When Todd Haynes took up the mantle of the iconic Hollywood Technicolor classics of the 1950s in Far From Heaven, he did so with an acute awareness of the fetishism that accompanies this period in American history.  In his 2002 homage to Douglas Sirk’s 1955 classic All That Heaven Allows, Haynes carefully reconstructed the melodramatic structure of the original, meticulously recreating not only the period’s signature speech cadences, but also the lush lighting and decadent costumes cherished in old Hollywood.

Set pointedly in 1957, the same year that Little Rock, Arkansas made headlines throughout the United States, Far From Heaven delves into the societal unrest beneath the carefully manicured surface.  While Sirk’s leading lady faced high society scrutiny over her affair with her socially inferior gardener, Haynes chose to explore issues surrounding homosexuality and race through his heroine, Cathy Whitaker, caught between a sexless marriage with her closeted husband and an emotional entanglement with her black gardener.   

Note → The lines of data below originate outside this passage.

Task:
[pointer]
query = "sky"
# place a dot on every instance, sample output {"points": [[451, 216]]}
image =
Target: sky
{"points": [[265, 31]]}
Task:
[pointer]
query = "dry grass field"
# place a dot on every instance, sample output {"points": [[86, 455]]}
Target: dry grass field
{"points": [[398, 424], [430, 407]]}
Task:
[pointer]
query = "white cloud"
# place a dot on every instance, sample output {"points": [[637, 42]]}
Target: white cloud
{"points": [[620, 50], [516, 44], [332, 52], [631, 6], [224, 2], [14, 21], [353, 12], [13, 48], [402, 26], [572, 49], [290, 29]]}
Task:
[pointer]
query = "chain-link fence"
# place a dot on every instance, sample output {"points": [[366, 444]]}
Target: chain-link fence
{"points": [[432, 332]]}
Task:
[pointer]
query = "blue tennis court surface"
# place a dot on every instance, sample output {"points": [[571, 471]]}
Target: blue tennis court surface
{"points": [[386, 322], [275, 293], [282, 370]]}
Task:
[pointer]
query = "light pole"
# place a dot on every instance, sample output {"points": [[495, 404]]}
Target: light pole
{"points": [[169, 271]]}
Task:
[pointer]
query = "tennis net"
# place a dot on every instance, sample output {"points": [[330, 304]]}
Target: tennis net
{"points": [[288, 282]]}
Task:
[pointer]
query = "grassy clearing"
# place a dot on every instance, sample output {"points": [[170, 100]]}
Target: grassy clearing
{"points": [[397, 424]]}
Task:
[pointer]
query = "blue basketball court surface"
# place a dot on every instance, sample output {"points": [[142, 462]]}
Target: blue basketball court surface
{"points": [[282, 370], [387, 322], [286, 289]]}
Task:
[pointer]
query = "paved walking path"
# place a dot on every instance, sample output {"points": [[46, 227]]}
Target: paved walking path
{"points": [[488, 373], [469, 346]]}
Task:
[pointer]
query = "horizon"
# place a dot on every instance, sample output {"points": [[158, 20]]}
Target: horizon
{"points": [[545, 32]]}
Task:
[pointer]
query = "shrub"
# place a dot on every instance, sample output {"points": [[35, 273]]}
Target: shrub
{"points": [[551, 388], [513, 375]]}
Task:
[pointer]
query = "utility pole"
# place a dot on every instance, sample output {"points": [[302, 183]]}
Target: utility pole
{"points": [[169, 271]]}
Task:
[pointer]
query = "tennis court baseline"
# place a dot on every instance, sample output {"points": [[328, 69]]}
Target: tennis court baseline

From the first sweeping shot of suburban Connecticut in Haynes’ film, his mirroring of Sirk’s style in undeniable.  While Haynes attests that his opening iconic images are not frame-by-frame reproductions, he successfully employs Sirk’s signature angles and color palette to explore the careening emotionality within his subjects.  From the soft fades-in to the saturated and lush colors that explode off the screen, it’s impossible not to feel Sirk’s presence in every frame.  Despite a “mere” $14 million budget, Haynes talked about his desire for “just one Technicolor print” from the movie that would capture Sirk’s essence, toiling for weeks with his team to establish the broad colorful spectrum of the Whitakers’ world. For Haynes, it was crucial that the colors be as lush and adventurous as the original ’50s melodramas to create a story that “refuses a lot of familiar narrative touchstones and contemporary codes of naturalism,” allowing for “a completely synthetic language that comes directly out of the world of film.”  

It is with this reverence that Haynes approached the seemingly superficial language of the film: “it’s all on the surface in a way that we’re not accustomed to in our naturalistic codes of acting today.”  Instead, Haynes’ stylized language frees his characters from verbally summarizing their emotions or situations allowing the lighting and music to speak for themselves, imploring viewers to draw their own conclusions.  In this manner, the flat archetypes that we associate with the 1950s are given new vitality, their rigid language masking worlds of emotions that we are finally able to access.